It seems to me that Hebrews 10:36–38 is incentive enough for each one who qualifies as one of “the just”: “For ye have need of patience, that, after ye have done the will of God, ye might receive the promise. For yet a little while, and he that shall come will come, and will not tarry. Now the just shall live by faith: but if any man draw back, my soul shall have no pleasure in him.”

Habakkuk 2:3 had already spoken of the time of the end, which is to be waited for and will surely come. The connection was already there in Habakkuk, but now in Hebrews it is written in flaming words: The just are to live by faith until Jesus returns. The time may not be long, even though it seems to be long.

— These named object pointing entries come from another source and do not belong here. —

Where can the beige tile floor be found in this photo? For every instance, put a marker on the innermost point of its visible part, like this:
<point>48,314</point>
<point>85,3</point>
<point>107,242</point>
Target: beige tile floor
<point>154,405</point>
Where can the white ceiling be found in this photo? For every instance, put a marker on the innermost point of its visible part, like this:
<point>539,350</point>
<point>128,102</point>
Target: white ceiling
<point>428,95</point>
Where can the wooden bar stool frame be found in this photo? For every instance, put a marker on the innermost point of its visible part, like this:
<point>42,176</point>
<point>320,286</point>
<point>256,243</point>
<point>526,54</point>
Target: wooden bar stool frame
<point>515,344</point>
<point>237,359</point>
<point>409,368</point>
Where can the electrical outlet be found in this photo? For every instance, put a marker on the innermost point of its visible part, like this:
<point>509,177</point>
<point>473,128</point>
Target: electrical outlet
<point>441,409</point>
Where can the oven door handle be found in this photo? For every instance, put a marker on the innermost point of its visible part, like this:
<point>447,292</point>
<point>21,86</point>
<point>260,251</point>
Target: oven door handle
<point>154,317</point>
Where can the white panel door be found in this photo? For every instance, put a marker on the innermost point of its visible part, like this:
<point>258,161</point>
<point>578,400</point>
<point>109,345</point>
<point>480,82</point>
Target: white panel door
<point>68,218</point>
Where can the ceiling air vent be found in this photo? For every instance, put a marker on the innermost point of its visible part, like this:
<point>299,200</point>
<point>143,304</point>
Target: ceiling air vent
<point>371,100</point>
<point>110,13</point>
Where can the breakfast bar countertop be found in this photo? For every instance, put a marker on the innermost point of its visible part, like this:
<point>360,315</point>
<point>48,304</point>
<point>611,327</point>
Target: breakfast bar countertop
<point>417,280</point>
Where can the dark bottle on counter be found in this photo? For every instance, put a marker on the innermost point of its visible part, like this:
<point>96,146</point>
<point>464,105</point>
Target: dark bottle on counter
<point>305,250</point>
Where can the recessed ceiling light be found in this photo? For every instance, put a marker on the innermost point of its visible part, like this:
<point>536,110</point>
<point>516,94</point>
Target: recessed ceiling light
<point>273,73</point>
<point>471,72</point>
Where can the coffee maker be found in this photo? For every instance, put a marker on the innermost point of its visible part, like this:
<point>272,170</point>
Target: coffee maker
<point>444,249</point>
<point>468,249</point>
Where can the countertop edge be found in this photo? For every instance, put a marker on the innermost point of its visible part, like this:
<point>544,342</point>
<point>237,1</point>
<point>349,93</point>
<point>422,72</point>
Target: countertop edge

If we “draw back” and stop living by faith in some day-by-day practical way, then, God has said, we spoil his pleasure in us.

It is so easy for us to outline a set of circumstances in which it would be “practical” to live by faith. We can look back with nostalgia to another period of life and say, “Back then it was real.…” Or we can look at other people’s lives and think what a great opportunity they have to live by faith (“If I had been Amy Carmichael.…”). But none of us can wiggle out of the category; if we are Christians, we are the just. We need to struggle in prayer to be willing for whatever living by faith might mean in today’s circumstances. When we trip and fall and smash our ribs, we must recognize this as the circumstance in which to say, “May nothing be wasted of what you, God, want to bring out of this.”

When the extremes of success come and there seems no material need, the day-by-day thing of saying, “I’m willing, O God, to give half away, or to do whatever you want with it. Make me real today in whatever way in which this combination of circumstances presents me the possibility of living by faith.” It is your today and my today that count in practical living by faith. “Drawing back” is a thing we can easily do, but we will sorely regret it when we discover what “my soul shall have no pleasure in him” actually means. May we hasten to stop wasting the time we have to bring him pleasure in today’s opportunity.